Emma Cathcart, the Counter Fraud Manager, introduced the two draft policies.  She explained that new legislation had made it necessary to refresh the RIPA policy and rewrite the policy relating to communications data but this had also provided an opportunity to align the policies across the five CFU partner Councils.  The CFU would also be ensuring a training programme was undertaken across the same.  The refreshed RIPA policy introduced a mandatory requirement for staff to complete a Non-RIPA application form where surveillance was being undertaken but the offence did not meet the serious crime criteria to ensure best practice and minimise risk.  She noted that there would be a third policy on the use of social media and how to use it for intelligence gathering would be introduced at a later Committee following some managerial decisions regarding procedures. 

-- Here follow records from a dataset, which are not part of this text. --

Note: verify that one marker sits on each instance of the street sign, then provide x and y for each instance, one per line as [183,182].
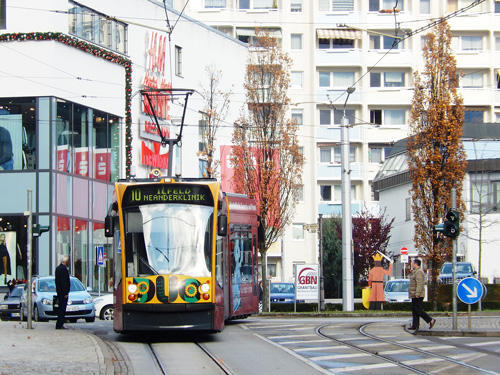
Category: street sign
[470,290]
[100,255]
[310,226]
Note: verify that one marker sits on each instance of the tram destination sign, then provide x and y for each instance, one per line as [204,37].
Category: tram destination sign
[167,193]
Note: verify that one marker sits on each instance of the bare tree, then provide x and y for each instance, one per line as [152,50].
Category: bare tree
[216,107]
[266,156]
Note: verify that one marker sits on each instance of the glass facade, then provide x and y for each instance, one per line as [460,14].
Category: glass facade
[68,155]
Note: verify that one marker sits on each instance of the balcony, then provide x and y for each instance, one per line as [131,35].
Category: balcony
[333,171]
[335,208]
[339,57]
[395,58]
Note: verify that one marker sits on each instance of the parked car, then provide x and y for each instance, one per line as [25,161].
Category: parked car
[104,309]
[9,307]
[464,269]
[80,303]
[397,290]
[282,293]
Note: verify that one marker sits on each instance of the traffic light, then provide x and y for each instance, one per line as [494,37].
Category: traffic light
[452,224]
[39,229]
[439,228]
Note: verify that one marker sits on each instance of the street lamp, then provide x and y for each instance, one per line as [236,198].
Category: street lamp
[347,271]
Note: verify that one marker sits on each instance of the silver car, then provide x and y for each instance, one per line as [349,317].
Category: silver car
[80,303]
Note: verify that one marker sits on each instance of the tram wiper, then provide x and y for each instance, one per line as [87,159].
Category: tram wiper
[147,264]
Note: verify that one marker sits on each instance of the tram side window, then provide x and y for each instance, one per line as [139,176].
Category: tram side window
[219,271]
[135,250]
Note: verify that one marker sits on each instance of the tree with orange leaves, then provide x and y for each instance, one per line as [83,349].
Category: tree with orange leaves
[266,157]
[436,155]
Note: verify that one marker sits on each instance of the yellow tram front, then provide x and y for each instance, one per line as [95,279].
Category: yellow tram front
[164,235]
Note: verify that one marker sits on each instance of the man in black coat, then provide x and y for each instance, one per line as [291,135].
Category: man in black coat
[62,289]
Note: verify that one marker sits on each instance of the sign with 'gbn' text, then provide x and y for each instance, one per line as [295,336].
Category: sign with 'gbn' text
[307,281]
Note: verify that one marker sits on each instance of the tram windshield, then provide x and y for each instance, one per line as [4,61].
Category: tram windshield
[169,239]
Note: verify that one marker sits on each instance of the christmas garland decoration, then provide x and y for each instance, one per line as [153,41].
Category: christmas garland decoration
[99,52]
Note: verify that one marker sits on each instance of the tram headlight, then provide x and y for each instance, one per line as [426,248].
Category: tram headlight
[132,288]
[204,288]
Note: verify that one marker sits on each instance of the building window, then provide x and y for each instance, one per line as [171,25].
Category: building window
[472,80]
[298,116]
[298,231]
[215,3]
[475,116]
[325,116]
[296,79]
[300,193]
[385,42]
[325,192]
[425,6]
[388,117]
[471,43]
[378,154]
[178,61]
[377,5]
[97,28]
[296,41]
[388,79]
[408,209]
[336,5]
[3,14]
[296,6]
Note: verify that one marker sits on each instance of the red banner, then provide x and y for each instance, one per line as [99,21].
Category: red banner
[153,157]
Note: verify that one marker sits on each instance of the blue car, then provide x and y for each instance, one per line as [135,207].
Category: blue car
[282,293]
[80,303]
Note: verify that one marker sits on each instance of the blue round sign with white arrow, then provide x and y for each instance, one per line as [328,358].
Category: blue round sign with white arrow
[470,290]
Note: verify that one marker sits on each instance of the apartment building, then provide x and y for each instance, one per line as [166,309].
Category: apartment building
[375,47]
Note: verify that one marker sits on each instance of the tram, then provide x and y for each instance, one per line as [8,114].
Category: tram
[185,255]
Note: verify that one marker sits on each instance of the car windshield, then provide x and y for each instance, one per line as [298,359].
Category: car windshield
[49,285]
[397,286]
[461,268]
[17,291]
[282,288]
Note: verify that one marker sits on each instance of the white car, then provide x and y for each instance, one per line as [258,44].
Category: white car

Members welcomed the revisions, commenting that the policies were well written comprehensive and straightforward. 

It was resolved unanimously

RESOLVED that having considered the Regulation of Investigatory Powers Act 2000 Surveillance and Covert Human Intelligence Source Policy and the Investigatory Powers Act 2016 Acquisition of Communications Data Policy, the comments of the Audit, Compliance and Governance Committee be forwarded to Cabinet.

The Chairman thanked the Counter Fraud Manager for her attendance.

The work plan had been circulated with the agenda.

Grant Thornton asked that the certification of grants and returns be removed from the list of annual items, as this certification no longer existed.   

There were no urgent items requiring a decision.

24 March 2020

The next meeting was scheduled for the 24 March 2020.